Growing in billowing drifts with breathtaking flowers, blue plumbago is an easy-care, showy shrub with cottage garden appeal.
'Imperial Blue' is the most popular cultivar, with butterfly-attracting blossoms in vibrant blue with a hint of violet.
A blue flowering plant is a rarity in South Florida landscapes, and blue plumbago plays well with others, colorwise. It's especially nice combined with other plants with silvery foliage and those with pink, yellow or white flowers.
There's even a lesser-known white plumbago.
The flowers resemble those of phlox, and the petals are slightly sticky (like Post-It Notes). When trimming the plant - or brushing by it - expect to find little blue flower petals clinging to your skin or clothing.
The plumbago plant has a spreading, rambling habit that works best in an informal, naturalized setting, cottage garden or English garden style landscape design.
This evergreen shrub is a fast grower that blooms on and off all year - more in warmer weather.
It needs full to part sun to flower to perfection.
Blue plumbago is moderately drought-tolerant and it's cold hardy, growing anywhere in South Florida including Zone 9B.
Keep the plant trimmed to 3 feet or less...it can grow much larger, but looks its best when kept in bounds.
These shrubs are considered to be deer-resistant (though we make no promises).
Add top soil or organic peat moss to the hole when you plant. You may also want to add composted cow manure to the mix to enrich the soil.
Water regularly but give this shrub time to dry out between waterings.
Trim occasionally for shape, size and to keep it looking tidy.

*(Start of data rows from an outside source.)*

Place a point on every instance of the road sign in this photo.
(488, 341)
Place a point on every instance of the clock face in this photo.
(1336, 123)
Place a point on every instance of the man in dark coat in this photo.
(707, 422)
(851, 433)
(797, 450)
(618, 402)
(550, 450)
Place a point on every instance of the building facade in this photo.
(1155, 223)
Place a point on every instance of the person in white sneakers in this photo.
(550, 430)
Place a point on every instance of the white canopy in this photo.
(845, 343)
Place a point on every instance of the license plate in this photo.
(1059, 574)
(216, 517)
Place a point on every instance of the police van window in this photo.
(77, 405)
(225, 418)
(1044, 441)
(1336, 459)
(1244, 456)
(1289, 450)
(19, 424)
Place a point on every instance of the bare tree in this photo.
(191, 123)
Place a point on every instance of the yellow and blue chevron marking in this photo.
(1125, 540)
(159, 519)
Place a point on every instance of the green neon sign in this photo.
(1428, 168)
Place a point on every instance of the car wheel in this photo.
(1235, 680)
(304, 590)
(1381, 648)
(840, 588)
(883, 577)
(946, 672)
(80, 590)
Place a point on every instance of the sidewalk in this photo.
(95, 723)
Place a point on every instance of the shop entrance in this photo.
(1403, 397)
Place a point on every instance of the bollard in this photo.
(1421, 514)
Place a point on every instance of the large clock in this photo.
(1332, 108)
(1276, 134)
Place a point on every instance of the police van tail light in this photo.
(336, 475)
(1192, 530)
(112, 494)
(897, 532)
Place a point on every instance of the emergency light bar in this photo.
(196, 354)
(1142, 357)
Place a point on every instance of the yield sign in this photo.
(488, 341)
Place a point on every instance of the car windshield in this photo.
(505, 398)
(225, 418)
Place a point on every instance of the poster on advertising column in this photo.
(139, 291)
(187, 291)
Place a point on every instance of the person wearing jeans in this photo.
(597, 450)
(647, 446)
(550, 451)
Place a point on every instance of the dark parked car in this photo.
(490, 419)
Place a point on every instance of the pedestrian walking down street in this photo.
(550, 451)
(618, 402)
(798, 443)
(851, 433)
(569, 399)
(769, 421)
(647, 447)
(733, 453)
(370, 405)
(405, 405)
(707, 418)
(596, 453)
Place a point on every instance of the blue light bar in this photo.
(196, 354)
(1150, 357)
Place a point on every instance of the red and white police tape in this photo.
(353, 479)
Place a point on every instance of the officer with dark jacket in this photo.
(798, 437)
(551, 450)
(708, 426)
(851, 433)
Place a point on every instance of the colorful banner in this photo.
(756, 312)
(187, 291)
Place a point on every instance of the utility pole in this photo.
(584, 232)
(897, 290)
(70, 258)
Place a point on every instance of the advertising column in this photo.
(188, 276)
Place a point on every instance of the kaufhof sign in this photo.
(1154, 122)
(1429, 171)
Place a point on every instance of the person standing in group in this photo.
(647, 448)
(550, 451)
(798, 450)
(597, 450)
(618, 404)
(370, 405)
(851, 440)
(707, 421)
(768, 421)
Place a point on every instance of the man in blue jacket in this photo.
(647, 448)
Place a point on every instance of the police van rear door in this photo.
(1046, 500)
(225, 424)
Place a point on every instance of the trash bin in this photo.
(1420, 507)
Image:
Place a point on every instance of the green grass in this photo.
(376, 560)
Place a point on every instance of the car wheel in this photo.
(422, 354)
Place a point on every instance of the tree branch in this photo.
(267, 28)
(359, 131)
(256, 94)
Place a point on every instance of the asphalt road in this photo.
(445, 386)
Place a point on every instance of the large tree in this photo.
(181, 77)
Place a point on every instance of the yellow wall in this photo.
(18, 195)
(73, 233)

Don't use hedge trimmers - this type of plant is not for neat freaks; it doesn't lend itself to a manicured landscape.
Do a hard pruning in spring - late March or early April.
Important: You MUST give plumbago a good drink before a hard prune. If you cut it dry it won't ever fully recover.
Fertilize 3 times a year - in spring, summer and autumn - with a good granular fertilizer. You can supplement feedings with bone meal and/or liquid fertilizer to promote heavy bloom.
Plant 3 feet apart. It's important to give the plumbago plant plenty of space...the rambling growth can overtake its neighbors unless the shrub is spaced properly to begin with.
Plumbago looks fantastic cascading over the sides of a planter or container. Give it a regular drink but avoid overwatering.